As Kishore Jayabalan noted yesterday, the fallacy of “broken windows” is, unfortunately, ubiquitous in discussions of public finance and macroeconomics. Though we are told that government spending and public works have a stimulating effect on economic activity, rarely are the costs of such projects discussed.
Such is the case with several stimulus projects in my own hometown of Atlanta, GA. The Atlanta Journal-Constitution reports on a list that Sen. John McCain and Sen. Tim Coburn drew up, criticizing wasteful stimulus projects throughout the country:
Their list includes Georgia Tech professors who received federal stimulus funds to understand how jazz, avant-garde art and Indian classical musicians improvise. The report cites an Atlanta Journal-Constitution article that describes the $762,372 study, which involves using brain imaging to learn how musicians do their work.
[….] The senators also highlighted a $677,462 research project at Georgia State University to study “why monkeys respond negatively to inequity and unfairness.” Asked about the project, the university sent the AJC a news release from last year that said the research “will hopefully answer questions about the evolution of responses to reward inequality — including those responses in humans.”
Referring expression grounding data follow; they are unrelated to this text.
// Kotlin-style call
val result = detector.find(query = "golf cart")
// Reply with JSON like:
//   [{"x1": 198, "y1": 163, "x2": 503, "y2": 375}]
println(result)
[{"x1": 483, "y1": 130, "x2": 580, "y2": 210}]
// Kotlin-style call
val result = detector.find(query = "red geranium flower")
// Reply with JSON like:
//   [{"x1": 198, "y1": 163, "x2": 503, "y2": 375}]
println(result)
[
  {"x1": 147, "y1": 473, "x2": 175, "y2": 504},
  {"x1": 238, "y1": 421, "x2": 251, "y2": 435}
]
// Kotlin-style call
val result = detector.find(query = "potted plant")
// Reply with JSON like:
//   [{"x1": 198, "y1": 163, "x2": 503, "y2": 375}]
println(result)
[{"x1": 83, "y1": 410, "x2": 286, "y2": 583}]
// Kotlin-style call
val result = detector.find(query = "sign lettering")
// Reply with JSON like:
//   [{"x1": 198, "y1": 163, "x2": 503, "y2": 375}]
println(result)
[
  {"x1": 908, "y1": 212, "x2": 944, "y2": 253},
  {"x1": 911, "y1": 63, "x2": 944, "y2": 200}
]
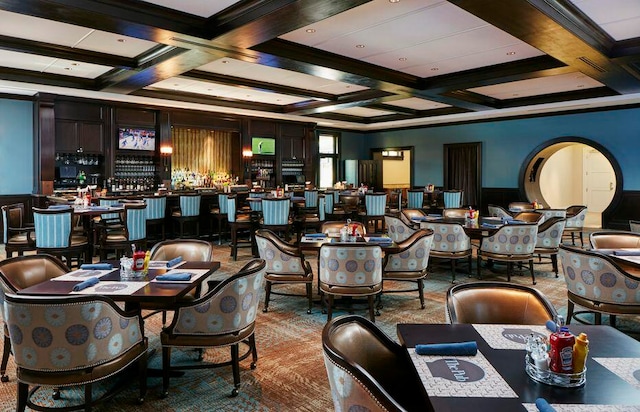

Georgia Tech has fired back:
Georgia Tech issued a statement in response, saying such research is “necessary for the long-term economic success of our state and our nation.”
But how can one verify such claims? As Kishore has pointed out, the mere fact that money is being spent is not enough to claim that the economy benefits from such expenditure. The hidden costs of stimulus money are the jobs and services that would have otherwise been funded by the private sector.
In order to actually determine whether an investment is truly beneficial to the economy, one must be able to subject it to the cost-accounting of profit and loss. A product or service that makes losses has consumed resources that could have otherwise been put to more productive uses in the economy. But since government expenditures are funded not through any kind of voluntary market exchange, but through taxation, this kind of mechanism cannot be used to evaluate them.
So we can be pretty sure that stimulus projects, in fact, are not as conducive to economic growth as we have been led to believe, since such projects would probably not withstand the profit-and-loss test of the market.
But this is not to say that funding any of this kind of scientific research is not worthwhile. Activities such as philanthropy and charitable giving do not produce any kind of profitable return, but are nevertheless recognized as noble and praiseworthy. There may be good reasons for funding these projects, but economic growth is not one of them.